Pill Poser

I have a bottle of 250 pills. I take 1.5 pills a day. I take out two, take one, break the other in half, take one of the halves and put the other half back in the bottle. How many days will it be until the bottle contains the same number of whole pills and half pills? How many whole pills will be there on that day? If there will never be same number of halves and wholes, how many days till halves first exceed wholes and how many wholes will there be on that day?

Edit: I will not take out three halves on any day until I have no wholes, i.e., until the wholes are gone.

Originally posted by JS357
I have a bottle of 250 pills. I take 1.5 pills a day. I take out two, take one, break the other in half, take one of the halves and put the other half back in the bottle. How many days will it be until the bottle contains the same number of whole pills and half pills? How many whole pills will be there on that day? If there will never be same number of halves ...[text shortened]... ll not take out three halves on any day until I have no wholes, i.e., until the wholes are gone.

if I have understood the problem, I reckon on the 84th day there will be 82 whole pills and 84 half pills (the day before, the 83rd, there would be 84 whole and 83 halves)

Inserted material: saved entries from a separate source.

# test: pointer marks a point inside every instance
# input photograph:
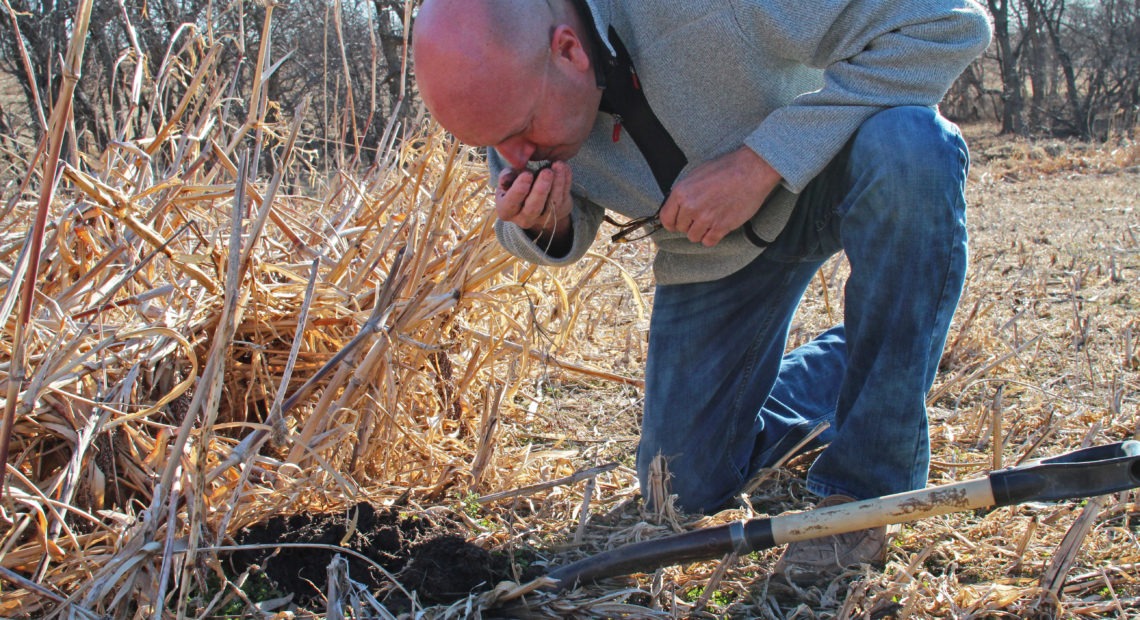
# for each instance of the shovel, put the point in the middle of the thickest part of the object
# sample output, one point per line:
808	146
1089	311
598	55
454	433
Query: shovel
1077	474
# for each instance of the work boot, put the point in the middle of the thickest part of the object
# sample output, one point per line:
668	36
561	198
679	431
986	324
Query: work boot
821	560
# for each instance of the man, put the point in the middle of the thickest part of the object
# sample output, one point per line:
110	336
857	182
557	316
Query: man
766	136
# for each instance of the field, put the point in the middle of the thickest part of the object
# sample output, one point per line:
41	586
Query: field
226	358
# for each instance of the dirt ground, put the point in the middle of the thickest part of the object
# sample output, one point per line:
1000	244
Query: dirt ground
1047	335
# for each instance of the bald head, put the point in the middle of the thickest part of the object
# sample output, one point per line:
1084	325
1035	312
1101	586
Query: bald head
481	63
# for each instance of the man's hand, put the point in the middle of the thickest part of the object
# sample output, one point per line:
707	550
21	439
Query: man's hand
718	196
539	203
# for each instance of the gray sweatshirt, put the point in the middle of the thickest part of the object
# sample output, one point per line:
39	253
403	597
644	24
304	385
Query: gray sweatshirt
790	79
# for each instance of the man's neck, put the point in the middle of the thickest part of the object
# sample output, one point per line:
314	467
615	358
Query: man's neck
593	39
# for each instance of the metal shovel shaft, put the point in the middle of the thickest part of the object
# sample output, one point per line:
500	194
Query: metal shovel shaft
1083	473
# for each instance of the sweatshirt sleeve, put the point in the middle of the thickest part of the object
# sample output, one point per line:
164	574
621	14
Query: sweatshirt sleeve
874	54
585	220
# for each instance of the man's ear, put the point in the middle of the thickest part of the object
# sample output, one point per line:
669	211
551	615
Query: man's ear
567	46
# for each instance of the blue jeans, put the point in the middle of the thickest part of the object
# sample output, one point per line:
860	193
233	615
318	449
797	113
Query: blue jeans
724	400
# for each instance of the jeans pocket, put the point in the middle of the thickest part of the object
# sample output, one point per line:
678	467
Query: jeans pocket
809	235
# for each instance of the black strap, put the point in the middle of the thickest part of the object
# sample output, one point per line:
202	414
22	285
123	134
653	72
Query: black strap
625	99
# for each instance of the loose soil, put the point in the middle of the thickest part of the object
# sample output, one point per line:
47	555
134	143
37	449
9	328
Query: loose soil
428	553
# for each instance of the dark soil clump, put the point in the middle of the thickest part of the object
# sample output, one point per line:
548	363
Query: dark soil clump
429	554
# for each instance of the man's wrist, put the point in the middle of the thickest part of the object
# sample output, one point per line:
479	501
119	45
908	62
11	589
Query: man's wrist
554	241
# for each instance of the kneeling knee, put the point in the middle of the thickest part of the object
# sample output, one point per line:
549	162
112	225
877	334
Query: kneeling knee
915	143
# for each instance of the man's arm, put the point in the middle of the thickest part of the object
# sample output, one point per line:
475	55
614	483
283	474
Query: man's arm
876	54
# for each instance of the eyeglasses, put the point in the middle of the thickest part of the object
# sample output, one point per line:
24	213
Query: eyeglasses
637	228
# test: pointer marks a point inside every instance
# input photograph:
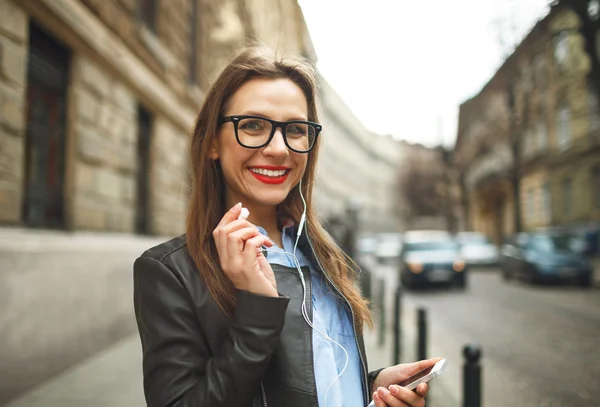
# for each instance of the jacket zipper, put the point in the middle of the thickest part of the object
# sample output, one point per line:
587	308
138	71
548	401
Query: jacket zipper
364	368
264	396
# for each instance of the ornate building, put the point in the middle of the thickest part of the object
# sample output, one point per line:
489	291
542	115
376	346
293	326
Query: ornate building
528	143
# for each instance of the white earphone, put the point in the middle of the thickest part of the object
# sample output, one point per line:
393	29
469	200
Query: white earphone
244	215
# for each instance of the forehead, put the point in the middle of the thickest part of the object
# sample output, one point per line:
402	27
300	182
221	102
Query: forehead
275	98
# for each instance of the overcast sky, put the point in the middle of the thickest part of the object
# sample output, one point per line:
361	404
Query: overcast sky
404	66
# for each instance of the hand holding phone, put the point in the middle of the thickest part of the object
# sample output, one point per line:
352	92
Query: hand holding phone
423	376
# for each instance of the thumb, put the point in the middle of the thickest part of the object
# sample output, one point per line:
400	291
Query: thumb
265	267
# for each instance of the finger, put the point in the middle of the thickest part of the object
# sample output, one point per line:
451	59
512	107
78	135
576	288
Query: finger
415	367
378	401
231	215
390	399
252	245
407	396
236	240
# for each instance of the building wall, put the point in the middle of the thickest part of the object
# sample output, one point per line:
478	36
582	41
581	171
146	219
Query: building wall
355	166
66	294
545	85
13	77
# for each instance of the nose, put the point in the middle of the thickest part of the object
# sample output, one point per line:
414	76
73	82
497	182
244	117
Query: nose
277	145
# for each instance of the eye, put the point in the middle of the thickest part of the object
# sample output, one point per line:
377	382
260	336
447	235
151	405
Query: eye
296	129
253	126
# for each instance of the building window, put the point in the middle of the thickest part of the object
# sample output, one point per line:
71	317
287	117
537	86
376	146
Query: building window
594	108
530	206
561	49
147	12
568	197
542	135
563	128
193	66
546	199
539	67
142	221
596	186
594	9
45	138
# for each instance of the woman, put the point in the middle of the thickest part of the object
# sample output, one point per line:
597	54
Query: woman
259	311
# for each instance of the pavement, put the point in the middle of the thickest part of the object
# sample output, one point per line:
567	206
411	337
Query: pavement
113	376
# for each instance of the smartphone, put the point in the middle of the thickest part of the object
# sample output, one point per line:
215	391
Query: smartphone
423	376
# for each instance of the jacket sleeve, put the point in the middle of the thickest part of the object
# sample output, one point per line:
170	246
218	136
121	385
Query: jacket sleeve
177	365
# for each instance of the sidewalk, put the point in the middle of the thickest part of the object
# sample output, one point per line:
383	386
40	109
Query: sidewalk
109	379
113	377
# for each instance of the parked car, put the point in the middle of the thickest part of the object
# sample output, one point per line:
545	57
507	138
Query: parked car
431	257
389	246
477	250
546	256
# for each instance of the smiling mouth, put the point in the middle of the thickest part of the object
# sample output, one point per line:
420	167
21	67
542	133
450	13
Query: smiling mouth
270	176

IF I have understood the problem!

Originally posted by st dominics preview
if I have understood the problem, I reckon on the 84th day there will be 82 whole pills and 84 half pills (the day before, the 83rd, there would be 84 whole and 83 halves)

IF I have understood the problem!

You got it. Count halves H up by one per day D and wholes W down by two per day D, and see when the difference is minimized. This is brute force.

Using algebra:

one any day, after dosing, H=D, W=250-2D

set H=W

then D=250-2D

subtract D

0=250-3D

3D=250

D=250/3

D=83.33...

The .33... means there is no day on which W=H.

cheers

my method exactly

one could, of course, set as a puzzle 'when both are equal' if you make the number of pills a multiple of 3 (say 300)